Ликвидация рыночной связи между государством и мелкими производителями, превращение продавца хлеба в "сдатчика", а продажи - в государственную повинность порождает и другие неблагоприятные последствия. Чрезвычайно возрастают "издержки по выкачке хлеба" - расходы на содержание уполномоченных, их разъезды и т. д. Частая смена законодательных норм и отсутствие их элементарной устойчивости становятся одной из главных причин бюрократического произвола. Ответом крестьянства на командование и административный нажим стало возникновение нелегальных хлебных рынков, продажа хлеба из-под полы, что ведёт к сокращению регулируемого государством товарооборота.

Какую же альтернативу политике чрезвычайных мер предлагал Бухарин? Рассматривая перспективу на долгие годы, он высказывался за сочетание колхозного и совхозного строительства с подъемом индивидуальных бедняцко-середняцких хозяйств. Но такой курс в то время не оспаривался в принципе Сталиным и идущими за ним членами Политбюро. Что же касается текущих мер по преодолению продовольственного кризиса, то Бухарин предлагал разработать более гибкую политику закупочных цен, сделать их не жёстко фиксированными, а дифференцированными в зависимости от местности и от времени года. Признавая, что такая политика даст известные выгоды зажиточным слоям деревни, Бухарин полагал, что образующиеся у них излишки можно будет отобрать с помощью повышенного налогового обложения, которое позволит "довести кулака до ручки". Бухарин протестовал лишь против определяемого административным путём индивидуального обложения, поскольку оно открывает простор произволу местной власти. Он считал возможным заменить индивидуальное обложение даже более высоким налогом, но "по закону".

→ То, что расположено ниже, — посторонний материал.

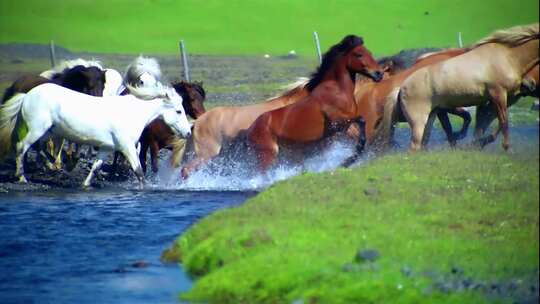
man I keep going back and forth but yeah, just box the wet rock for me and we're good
[400,266,413,277]
[131,260,148,268]
[363,187,379,196]
[355,248,379,263]
[450,266,463,276]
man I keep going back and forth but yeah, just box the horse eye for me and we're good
[176,110,183,115]
[355,53,363,58]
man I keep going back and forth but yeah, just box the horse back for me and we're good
[2,75,50,103]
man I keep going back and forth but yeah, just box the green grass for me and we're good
[164,150,539,303]
[1,0,538,55]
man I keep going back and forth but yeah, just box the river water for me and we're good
[0,125,537,303]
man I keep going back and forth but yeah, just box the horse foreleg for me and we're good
[149,141,160,173]
[485,86,509,150]
[436,110,456,146]
[181,135,220,179]
[342,118,366,167]
[420,109,438,148]
[122,145,145,189]
[448,108,471,141]
[139,141,149,174]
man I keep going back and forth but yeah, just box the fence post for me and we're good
[49,40,56,67]
[179,40,191,82]
[457,32,463,48]
[312,31,322,64]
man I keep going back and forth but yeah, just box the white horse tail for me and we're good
[124,55,163,87]
[169,136,188,168]
[0,93,26,159]
[370,87,401,150]
[125,83,167,100]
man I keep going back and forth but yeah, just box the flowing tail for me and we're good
[169,136,188,168]
[370,87,401,151]
[0,93,26,159]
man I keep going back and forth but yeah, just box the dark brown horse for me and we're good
[2,65,106,103]
[246,35,383,171]
[138,81,206,173]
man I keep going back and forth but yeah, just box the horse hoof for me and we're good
[17,175,28,183]
[180,168,189,180]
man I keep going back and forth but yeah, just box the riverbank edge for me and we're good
[163,149,539,303]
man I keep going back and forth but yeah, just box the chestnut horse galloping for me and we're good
[246,35,383,171]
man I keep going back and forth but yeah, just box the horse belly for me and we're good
[51,119,115,149]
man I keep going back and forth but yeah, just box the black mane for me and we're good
[306,35,364,92]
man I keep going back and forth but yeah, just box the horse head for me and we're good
[341,35,383,82]
[172,81,207,119]
[161,86,192,138]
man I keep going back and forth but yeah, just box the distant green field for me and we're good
[0,0,538,56]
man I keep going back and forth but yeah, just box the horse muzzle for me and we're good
[367,71,384,82]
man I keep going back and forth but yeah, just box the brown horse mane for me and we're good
[306,35,364,92]
[470,23,539,49]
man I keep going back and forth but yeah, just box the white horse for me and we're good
[0,83,191,188]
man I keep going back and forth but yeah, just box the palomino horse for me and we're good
[178,78,308,178]
[139,81,206,173]
[397,23,538,151]
[474,63,539,140]
[358,48,472,148]
[246,35,383,171]
[0,83,191,188]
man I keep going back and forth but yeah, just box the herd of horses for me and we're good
[0,23,538,188]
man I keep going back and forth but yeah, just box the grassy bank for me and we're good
[1,0,538,55]
[164,150,539,303]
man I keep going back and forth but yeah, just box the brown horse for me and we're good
[138,81,206,173]
[474,63,539,140]
[397,23,538,151]
[178,78,309,178]
[246,35,383,171]
[359,48,472,148]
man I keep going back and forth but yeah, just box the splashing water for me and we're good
[143,139,365,192]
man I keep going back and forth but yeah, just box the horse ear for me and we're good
[382,60,394,73]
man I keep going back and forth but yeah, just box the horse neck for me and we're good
[320,60,356,97]
[126,96,165,128]
[509,39,540,76]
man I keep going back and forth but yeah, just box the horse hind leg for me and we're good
[247,126,278,172]
[82,151,108,188]
[15,128,49,183]
[400,95,432,152]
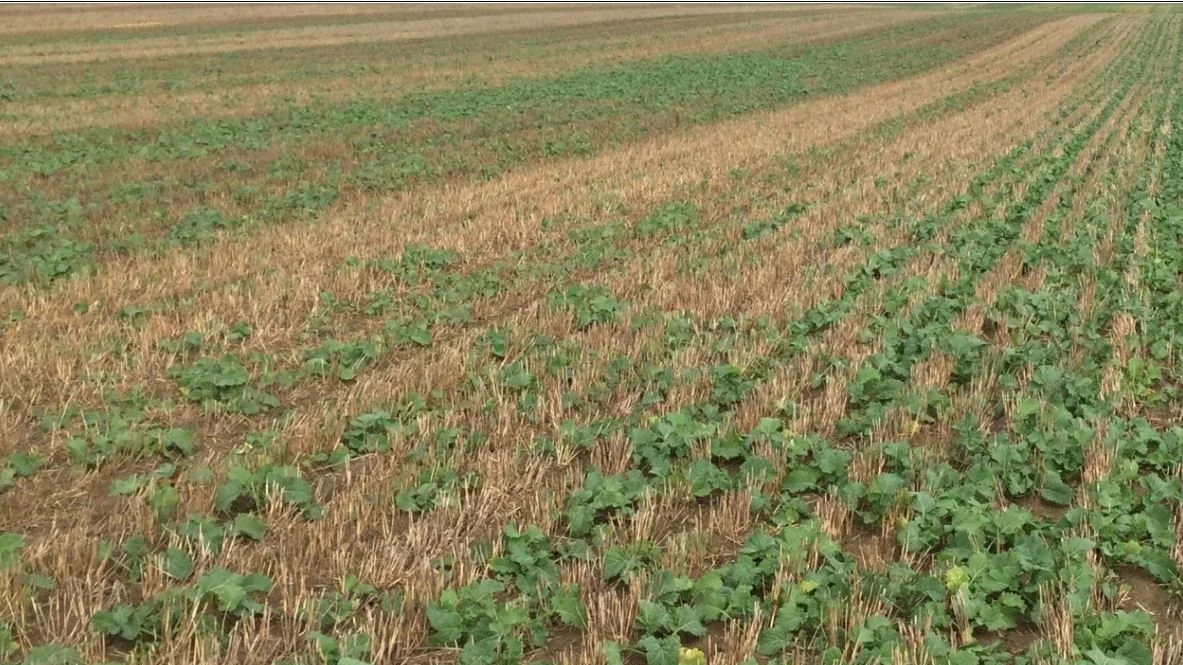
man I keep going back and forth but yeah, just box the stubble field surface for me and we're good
[4,3,1183,665]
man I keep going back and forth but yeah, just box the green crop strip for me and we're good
[0,11,1051,287]
[878,28,1183,660]
[832,15,1154,441]
[922,14,1173,456]
[964,14,1183,580]
[1,11,1040,173]
[703,19,1183,662]
[0,9,973,106]
[578,22,1182,665]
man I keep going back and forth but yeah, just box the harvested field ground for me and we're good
[5,4,1183,665]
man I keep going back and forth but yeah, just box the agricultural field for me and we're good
[6,2,1183,664]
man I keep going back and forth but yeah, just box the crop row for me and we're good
[0,11,1062,288]
[0,12,1174,665]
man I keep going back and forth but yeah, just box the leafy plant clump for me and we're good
[215,462,323,520]
[169,356,281,414]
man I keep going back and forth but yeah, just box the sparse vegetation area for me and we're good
[3,3,1183,665]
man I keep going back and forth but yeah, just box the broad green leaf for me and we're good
[0,532,23,570]
[1085,648,1131,665]
[233,514,268,541]
[548,586,587,628]
[425,605,463,644]
[459,637,503,665]
[149,484,180,521]
[782,467,820,493]
[214,584,247,612]
[638,634,681,665]
[8,452,43,477]
[1133,548,1179,583]
[241,573,274,594]
[215,477,246,513]
[602,642,626,665]
[23,643,82,665]
[307,631,341,660]
[185,465,216,484]
[21,572,55,591]
[159,429,195,456]
[162,547,194,581]
[671,604,707,637]
[1040,470,1074,505]
[637,599,671,634]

Все эти предложения не представляли серьезной альтернативы сталинской политике. Так же обстояло дело с предложением Бухарина и Рыкова осуществить в качестве временной меры закупку хлеба за рубежом в кредит. Бухарин признавал, что такая "пожарная мера" потребует сокращения импортных затрат на индустриализацию. Но дело было не только в этом. Ни чрезвычайные меры, ни импорт зерна не давали возможности выйти из хозяйственного кризиса. По поводу чрезвычайных мер Бухарин задавал вопрос сталинцам: "Сегодня мы заготовили всеми способами нажима хлеб на один день, а завтра, послезавтра что будет? Что будет дальше? Нельзя же определять политику только на один день! Какой у вас длительный выход из положения?"[31]. В свою очередь Орджоникидзе говорил Бухарину, что и его установка на ввоз хлеба тоже не может выдерживаться длительное время: "Ты в этом году разрешаешь затруднения - ввозом хлеба, а в будущем году чем ты разрешишь?"[32].

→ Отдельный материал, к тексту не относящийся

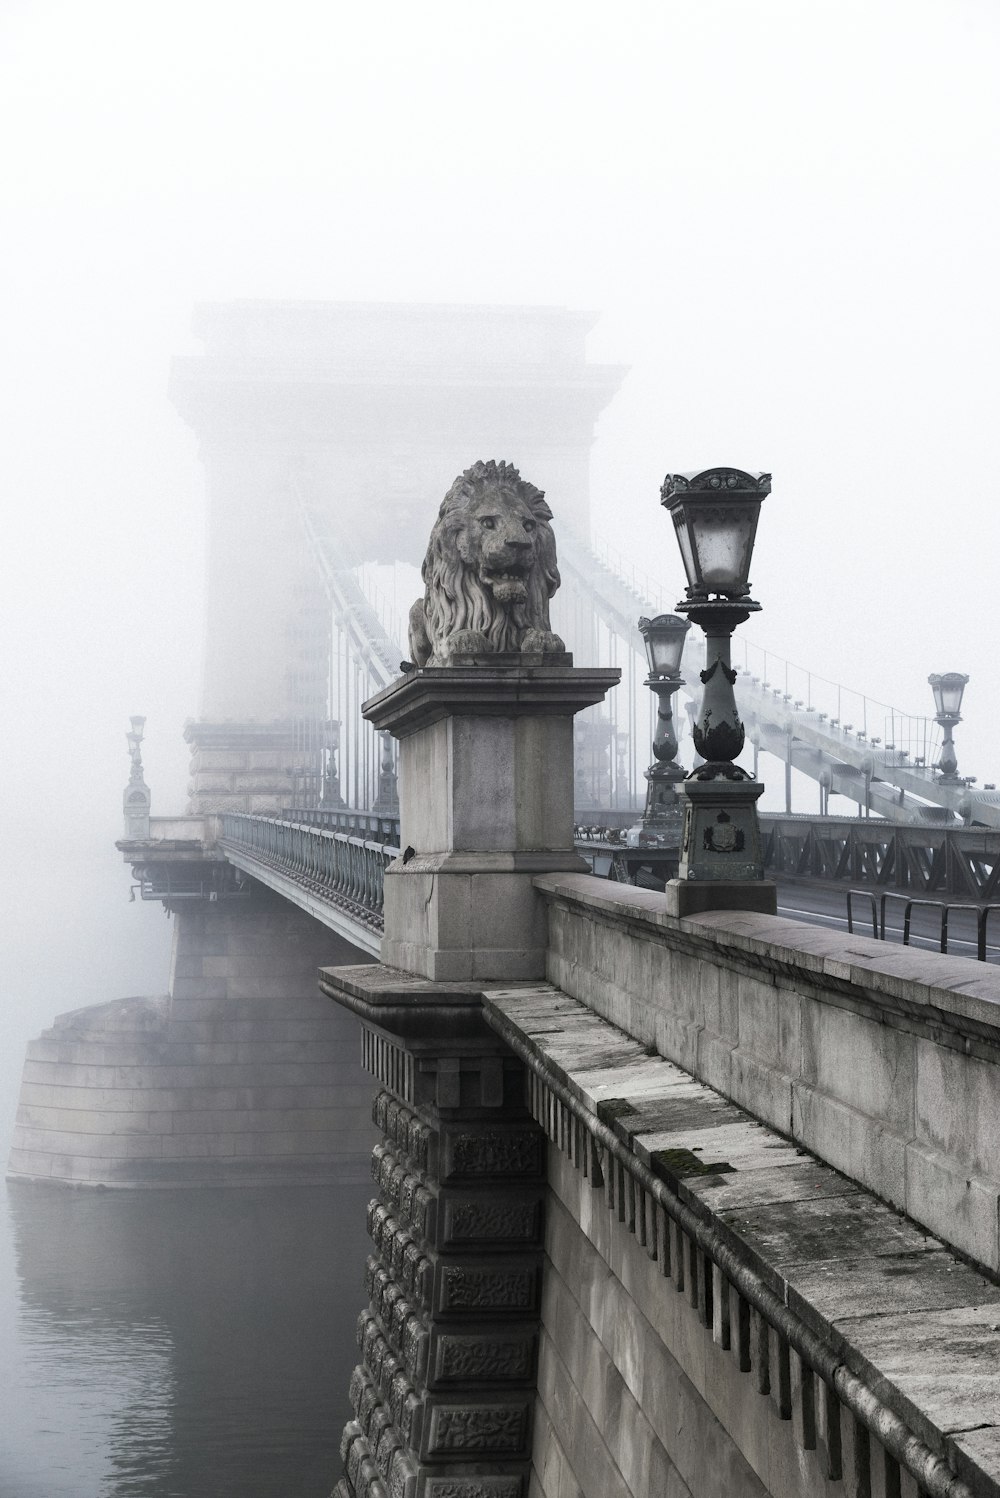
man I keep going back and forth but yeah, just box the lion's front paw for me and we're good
[520,629,566,655]
[439,629,491,661]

Таким образом, экономическая часть программы Бухарина не была достаточно убедительной, а политическая часть этой программы (критика аппаратного бюрократизма и требование восстановления внутрипартийной демократии) не была вынесена Бухариным на пленум, очевидно, из-за боязни быть в очередной раз обвинённым в "повторении троцкистской клеветы на партию". Как справедливо замечает С. Коэн, Бухарин, фактически воспринявший в то время "троцкистские" взгляды на внутрипартийный режим, "в отличие от Троцкого, сам санкционировал создание этого режима и был потому его узником. Его оппозиционность в 1928-29 гг. и сопровождающие её призывы терпимо относиться к чужой критике регулярно получали отпор в виде цитат из его же собственных прежних филиппик против "фракционности" левых"[33].

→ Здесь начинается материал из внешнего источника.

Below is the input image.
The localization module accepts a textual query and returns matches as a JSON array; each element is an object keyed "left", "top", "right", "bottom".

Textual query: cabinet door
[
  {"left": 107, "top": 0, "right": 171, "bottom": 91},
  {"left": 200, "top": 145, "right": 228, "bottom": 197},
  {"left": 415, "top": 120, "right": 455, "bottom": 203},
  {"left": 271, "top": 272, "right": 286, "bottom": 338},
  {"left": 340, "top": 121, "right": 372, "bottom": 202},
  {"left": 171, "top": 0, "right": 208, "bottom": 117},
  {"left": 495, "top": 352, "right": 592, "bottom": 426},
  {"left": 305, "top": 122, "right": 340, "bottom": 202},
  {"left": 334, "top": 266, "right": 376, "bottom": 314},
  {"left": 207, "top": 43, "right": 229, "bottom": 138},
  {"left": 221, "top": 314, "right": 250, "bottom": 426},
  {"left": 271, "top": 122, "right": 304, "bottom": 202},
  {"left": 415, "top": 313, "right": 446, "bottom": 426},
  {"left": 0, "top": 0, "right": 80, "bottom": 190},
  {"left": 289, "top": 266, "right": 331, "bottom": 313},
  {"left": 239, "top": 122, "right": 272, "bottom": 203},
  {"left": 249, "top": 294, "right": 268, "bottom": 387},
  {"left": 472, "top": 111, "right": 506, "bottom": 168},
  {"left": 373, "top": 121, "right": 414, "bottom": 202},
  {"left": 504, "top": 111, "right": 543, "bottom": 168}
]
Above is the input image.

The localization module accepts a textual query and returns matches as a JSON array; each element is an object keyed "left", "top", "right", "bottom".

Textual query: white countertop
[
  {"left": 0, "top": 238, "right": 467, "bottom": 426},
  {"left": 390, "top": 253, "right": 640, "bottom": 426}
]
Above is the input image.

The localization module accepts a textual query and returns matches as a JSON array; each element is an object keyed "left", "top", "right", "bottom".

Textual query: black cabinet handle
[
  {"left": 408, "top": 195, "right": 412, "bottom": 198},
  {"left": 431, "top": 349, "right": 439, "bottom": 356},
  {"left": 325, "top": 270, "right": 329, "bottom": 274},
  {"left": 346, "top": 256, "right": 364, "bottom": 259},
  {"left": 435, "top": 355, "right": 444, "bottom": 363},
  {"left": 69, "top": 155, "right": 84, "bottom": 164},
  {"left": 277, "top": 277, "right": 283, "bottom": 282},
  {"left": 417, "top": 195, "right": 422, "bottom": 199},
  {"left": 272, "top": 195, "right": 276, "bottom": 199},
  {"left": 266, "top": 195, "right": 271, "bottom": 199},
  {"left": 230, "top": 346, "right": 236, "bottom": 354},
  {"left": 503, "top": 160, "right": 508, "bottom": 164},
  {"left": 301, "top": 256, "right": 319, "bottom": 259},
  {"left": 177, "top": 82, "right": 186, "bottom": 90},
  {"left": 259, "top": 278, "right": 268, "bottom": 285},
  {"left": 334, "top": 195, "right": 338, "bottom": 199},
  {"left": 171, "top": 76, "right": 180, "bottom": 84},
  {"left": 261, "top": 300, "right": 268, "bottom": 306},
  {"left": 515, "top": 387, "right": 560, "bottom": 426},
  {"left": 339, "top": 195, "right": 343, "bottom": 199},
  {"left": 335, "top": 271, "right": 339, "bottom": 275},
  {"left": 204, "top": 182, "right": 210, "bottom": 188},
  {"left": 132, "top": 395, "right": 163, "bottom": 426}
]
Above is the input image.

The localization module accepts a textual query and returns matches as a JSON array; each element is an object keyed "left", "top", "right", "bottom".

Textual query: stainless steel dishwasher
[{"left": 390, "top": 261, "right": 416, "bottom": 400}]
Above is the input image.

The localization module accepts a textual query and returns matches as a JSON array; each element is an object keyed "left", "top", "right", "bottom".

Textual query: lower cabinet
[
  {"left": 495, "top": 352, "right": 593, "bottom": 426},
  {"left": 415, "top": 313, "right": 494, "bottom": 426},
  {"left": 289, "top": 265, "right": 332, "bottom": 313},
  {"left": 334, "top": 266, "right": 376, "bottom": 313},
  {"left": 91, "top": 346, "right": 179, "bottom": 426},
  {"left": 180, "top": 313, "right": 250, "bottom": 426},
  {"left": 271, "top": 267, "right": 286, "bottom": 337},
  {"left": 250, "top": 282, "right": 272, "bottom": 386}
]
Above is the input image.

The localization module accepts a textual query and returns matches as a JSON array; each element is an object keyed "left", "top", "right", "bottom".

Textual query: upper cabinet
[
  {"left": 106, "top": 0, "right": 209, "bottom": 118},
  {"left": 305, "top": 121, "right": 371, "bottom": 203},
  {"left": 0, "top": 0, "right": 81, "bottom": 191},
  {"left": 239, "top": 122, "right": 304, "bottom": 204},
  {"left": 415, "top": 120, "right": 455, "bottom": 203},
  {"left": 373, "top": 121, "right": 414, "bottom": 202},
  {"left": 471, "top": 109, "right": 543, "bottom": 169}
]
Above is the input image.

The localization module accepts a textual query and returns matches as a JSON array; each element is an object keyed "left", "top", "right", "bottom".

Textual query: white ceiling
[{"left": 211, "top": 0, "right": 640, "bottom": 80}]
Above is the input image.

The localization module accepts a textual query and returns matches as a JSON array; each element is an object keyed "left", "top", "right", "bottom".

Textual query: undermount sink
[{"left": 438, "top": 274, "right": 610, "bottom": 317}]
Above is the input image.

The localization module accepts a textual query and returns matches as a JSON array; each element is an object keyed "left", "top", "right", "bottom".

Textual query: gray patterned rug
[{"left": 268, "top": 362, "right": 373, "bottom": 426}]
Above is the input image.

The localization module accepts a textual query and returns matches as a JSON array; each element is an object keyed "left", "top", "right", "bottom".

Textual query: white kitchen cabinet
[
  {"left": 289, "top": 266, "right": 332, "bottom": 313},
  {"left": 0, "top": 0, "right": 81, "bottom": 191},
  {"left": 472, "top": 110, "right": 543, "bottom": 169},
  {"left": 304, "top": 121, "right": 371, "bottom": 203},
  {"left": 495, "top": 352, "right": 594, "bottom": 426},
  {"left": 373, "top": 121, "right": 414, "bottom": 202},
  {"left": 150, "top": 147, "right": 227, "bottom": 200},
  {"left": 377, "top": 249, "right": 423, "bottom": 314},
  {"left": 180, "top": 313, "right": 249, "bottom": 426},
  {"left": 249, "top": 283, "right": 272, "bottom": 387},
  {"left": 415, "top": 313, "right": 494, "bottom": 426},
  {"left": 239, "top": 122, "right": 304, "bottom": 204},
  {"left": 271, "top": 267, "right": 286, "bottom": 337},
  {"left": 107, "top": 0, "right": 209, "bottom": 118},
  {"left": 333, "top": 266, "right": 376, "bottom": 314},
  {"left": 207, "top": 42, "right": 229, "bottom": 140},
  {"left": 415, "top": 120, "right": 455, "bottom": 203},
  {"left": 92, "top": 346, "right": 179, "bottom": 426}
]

Считая на основании предшествующего опыта внутрипартийной борьбы обвинение в "троцкизме" наиболее удачным полемическим доводом, своего рода беспроигрышной картой, Бухарин попытался переадресовать это обвинение большинству Политбюро, которое, по его словам, пришло к "полной политической капитуляции перед троцкистами". "Воздействие оппозиционной троцкистской идеологии", "залежавшаяся в троцкистском мусоре клевета", "повторение по троцкистским шпаргалкам лживых выпадов против меня", "подозрительное духовное сходство троцкистской платформы с каталогом обвинений, предъявленных мне теперь", - таков далеко не полный перечень филиппик, адресованных Бухариным Сталину и его союзникам. "Капитуляцию перед троцкистами" Бухарин усматривал даже в том, что в резолюцию о пятилетнем плане не была внесена предложенная им ритуальная формула о борьбе с "троцкистской опасностью".

Сталин же, не отреагировав ни единым словом на эти обвинения, сконцентрировал внимание пленума на более "очевидном" проявлении "троцкистского падения" Бухарина, обвинив его в том, что он "конспирировал с вчерашними троцкистами" и пытался заключить с ними фракционный блок против ЦК.

Положение Бухарина было отягчено тем обстоятельством, что участникам пленума был роздан только что вышедший номер "Социалистического вестника" с публикацией "Записи Каменева". По словам самого Бухарина, ему приходилось слышать на пленуме со всех сторон: "До чего он пал, Бухарин, даже "Социалистический вестник" торжествует победу и печатает его клеветнические измышления о Сталине"[34].

Поставленный в состояние обороны многочисленными требованиями дать объяснения пленуму по поводу переговоров с Каменевым, Бухарин в очередной раз признал эти переговоры своей политической ошибкой и сводил их смысл к просьбе, чтобы зиновьевцы "не прикладывали ещё своей руки к той травле, которой я подвергался"[35].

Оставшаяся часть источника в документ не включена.